A guttural, angry roar shook the surface, and the creature dove back into the depths, leaving only ripples behind. A few seconds of silence followed.
“Well,” Jinx smirked, sliding her gun back into place, “we were gonna make a strong impression anyway.”
“Maybe it was just a whale?” Ziggs offered innocently.
“Yeah. With tentacles and frog-eyes.”
The airship kept descending now under the rasp of an exhausted engine and the tang of seaweed on the wind. Somewhere ahead in the mist, the lights of Bilgewater flickered into view.
***
After landing, the airship really was in a sorry state. Some components had burnt out, others had just... vanished. As if someone had walked through the engine room leaving not footprints, but riddles.
She and Ziggs got to work, stealing parts, buying a few, assembling, disassembling, arguing, and reassembling again. Working like two egomaniac engineers: one with a lighter between his teeth, the other wielding a wrench like a scalpel.
The malfunctions were strange. Too strange. At some point, Ziggs muttered under his breath:
“Magic. Has to be.”
But he said nothing aloud. Jinx looked calm, even happy. And he didn’t want to ruin the moment.
Instead, he launched into a loud rant about which Heimerdinger parts would fit their engine best, and how, by the way, he and Heimer used to build awesome flying machines even before Jinx was crawling over rooftops.
“Yeah, well, my stuff’s more fun!” she interrupted, grinning and lighting a wire stub for effect. “You sound like an old yordle who lost his teeth but still builds bombs out of spite.”
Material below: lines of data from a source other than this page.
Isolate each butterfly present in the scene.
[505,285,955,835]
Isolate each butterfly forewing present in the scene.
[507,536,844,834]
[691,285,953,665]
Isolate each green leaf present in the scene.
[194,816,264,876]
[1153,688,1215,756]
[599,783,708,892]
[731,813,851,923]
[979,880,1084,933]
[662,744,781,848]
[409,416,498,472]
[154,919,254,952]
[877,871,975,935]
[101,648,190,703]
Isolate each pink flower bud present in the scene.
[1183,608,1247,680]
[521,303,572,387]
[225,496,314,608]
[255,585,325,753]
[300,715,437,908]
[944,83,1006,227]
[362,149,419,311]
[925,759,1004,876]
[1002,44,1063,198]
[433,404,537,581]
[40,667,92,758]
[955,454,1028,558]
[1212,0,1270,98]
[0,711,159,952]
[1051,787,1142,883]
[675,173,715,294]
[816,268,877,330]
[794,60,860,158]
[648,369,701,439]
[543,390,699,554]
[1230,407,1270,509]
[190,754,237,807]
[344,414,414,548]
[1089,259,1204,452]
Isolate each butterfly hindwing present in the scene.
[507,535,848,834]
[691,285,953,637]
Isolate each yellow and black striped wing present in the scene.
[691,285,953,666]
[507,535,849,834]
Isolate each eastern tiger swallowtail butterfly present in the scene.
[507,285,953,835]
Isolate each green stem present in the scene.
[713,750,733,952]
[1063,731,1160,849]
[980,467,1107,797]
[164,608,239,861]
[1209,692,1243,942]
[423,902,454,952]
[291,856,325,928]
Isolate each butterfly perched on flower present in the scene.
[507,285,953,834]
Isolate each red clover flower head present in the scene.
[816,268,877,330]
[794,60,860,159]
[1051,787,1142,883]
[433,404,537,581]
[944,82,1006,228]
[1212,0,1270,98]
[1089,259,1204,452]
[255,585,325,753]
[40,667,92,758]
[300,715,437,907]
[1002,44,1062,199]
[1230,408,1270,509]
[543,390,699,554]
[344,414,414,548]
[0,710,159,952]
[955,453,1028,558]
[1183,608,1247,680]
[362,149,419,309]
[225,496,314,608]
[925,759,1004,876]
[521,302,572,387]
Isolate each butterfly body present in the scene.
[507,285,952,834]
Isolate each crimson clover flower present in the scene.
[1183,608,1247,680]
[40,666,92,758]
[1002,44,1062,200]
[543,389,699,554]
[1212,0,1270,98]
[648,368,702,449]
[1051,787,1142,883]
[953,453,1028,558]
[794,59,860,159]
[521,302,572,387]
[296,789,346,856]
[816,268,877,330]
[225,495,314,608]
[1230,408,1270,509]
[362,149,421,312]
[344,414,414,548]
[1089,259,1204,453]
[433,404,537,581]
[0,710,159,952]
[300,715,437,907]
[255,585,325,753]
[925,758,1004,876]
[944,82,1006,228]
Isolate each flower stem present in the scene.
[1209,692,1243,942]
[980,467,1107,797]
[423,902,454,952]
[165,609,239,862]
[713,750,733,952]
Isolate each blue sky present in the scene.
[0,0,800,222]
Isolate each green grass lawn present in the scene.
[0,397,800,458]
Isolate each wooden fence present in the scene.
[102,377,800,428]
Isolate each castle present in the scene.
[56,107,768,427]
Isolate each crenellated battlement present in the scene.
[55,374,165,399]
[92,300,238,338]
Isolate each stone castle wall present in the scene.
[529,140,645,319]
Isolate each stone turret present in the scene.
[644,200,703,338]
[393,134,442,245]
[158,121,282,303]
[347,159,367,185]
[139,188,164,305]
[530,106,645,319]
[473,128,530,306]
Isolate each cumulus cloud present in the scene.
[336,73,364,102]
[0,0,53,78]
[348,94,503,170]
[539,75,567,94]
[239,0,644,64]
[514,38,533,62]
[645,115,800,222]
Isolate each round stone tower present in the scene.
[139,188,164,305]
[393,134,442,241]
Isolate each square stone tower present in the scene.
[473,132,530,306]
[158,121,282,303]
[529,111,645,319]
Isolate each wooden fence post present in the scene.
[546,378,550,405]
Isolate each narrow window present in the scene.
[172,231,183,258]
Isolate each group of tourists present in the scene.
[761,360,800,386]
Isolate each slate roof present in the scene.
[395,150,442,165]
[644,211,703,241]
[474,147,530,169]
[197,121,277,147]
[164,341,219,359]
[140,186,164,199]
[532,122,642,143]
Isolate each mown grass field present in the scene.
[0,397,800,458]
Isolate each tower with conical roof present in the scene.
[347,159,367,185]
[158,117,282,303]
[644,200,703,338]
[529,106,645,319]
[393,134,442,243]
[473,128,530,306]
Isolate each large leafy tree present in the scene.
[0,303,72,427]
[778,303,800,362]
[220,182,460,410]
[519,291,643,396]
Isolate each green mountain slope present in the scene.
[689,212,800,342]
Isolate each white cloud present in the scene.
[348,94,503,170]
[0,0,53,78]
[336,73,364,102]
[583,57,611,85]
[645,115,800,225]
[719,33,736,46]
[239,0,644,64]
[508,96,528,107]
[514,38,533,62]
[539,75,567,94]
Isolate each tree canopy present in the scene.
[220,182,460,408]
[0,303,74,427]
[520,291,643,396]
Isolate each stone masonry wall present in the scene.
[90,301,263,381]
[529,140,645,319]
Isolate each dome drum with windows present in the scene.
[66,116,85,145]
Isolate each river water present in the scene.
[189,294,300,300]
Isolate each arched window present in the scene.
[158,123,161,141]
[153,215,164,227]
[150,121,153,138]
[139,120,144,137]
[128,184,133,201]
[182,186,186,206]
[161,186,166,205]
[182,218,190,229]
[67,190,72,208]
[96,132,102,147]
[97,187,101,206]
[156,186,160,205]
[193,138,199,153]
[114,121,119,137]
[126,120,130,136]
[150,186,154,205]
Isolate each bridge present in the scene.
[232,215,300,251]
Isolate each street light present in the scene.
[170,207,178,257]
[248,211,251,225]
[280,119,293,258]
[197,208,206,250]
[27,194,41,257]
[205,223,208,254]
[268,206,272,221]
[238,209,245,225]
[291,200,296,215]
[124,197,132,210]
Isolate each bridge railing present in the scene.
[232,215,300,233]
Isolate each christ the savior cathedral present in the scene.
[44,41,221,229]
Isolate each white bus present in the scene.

“Excuse me?!” Ziggs squinted and, without waiting, rapped her on the forehead with his knuckles.
“Hey!” Jinx yelped, grabbing the nearest rag and flinging it at him. “Unprovoked assault!”
“That was a disciplinary measure!” he barked, dodging.
“Oh, that’s it, fuzzball, you’re done.”
She reached for chomper, he grabbed a wrench like a sword, and in seconds they were brawling, loud, messy, childish and ridiculous, squealing and laughing like idiots, drawing annoyed glances from passersby.
“You’re a bomb-brain, not an engineer!” Jinx shouted, catching him in a loose headlock.
“And you’re just a freak explosion that somehow survived!”
No malice in it, just two deranged geniuses on vacation.
***
The night was warm. Jinx sat at the shoreline, legs stretched over the damp sand, lazily watching the reflection of lights ripple across the black water. The sky was starless, only the city behind and the soft creak of the engine breaking the silence. Ziggs was still digging through the guts of the airship, refusing to rest.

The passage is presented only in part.